The illusion of competence: Evaluating the clinical reasoning of large language models in pediatric gastroenterology.
Journal:
Journal of pediatric gastroenterology and nutrition
Published Date:
Jul 16, 2026
Abstract
OBJECTIVE: To evaluate the diagnostic accuracy and clinical reasoning of three frontier large language models (LLMs) across standardized pediatric gastroenterology, hepatology, and nutrition (PGHN) clinical vignettes. METHODS: In this cross-sectional study, 25 fictional PGHN vignettes were developed by one board-certified pediatric gastroenterologist and evaluated using three LLMs: Gemini 3.1 Pro, ChatGPT 5.4 Thinking, and Claude Sonnet 4.6 Extended. A conditional two-step prompting protocol was applied. Three blinded, PGHN-certified co-authors independently scored responses using a structured instrument covering four domains (diagnostic accuracy, management, patient safety, reference quality; 0-2 each) and a global quality of clinical reasoning (QCR) score (1-5 Likert scale). Interobserver reliability was assessed using the intraclass correlation coefficient (ICC). Group differences were analyzed using the Kruskal-Wallis H test with Dunn post-hoc correction. RESULTS: Interobserver reliability was excellent (ICC: 0.98 for domains; 0.87 for QCR). All three models achieved perfect diagnostic accuracy (median 2.00, interquartile range: 2.00-2.00). Statistically significant intermodel differences were identified in reference quality (p = 0.048) and QCR (p = 0.049).
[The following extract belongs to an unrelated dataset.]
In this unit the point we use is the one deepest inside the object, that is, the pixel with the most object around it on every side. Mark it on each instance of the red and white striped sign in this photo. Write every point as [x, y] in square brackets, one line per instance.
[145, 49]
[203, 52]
Claude achieved significantly higher QCR scores than ChatGPT (p = 0.043) and demonstrated the highest overall reference quality. Qualitative analysis revealed critical pharmacological dosing errors, contextual blindness, temporal obsolescence, and a high frequency of fabricated citations. CONCLUSION: While current LLMs demonstrate good diagnostic pattern recognition in PGHN, reproducible and potentially life-threatening failures in pharmacological reasoning and reference accuracy create a dangerous illusion of competence. These findings suggest that LLMs may support differential diagnosis brainstorming in PGHN but do not establish their safety in real-world clinical scenarios.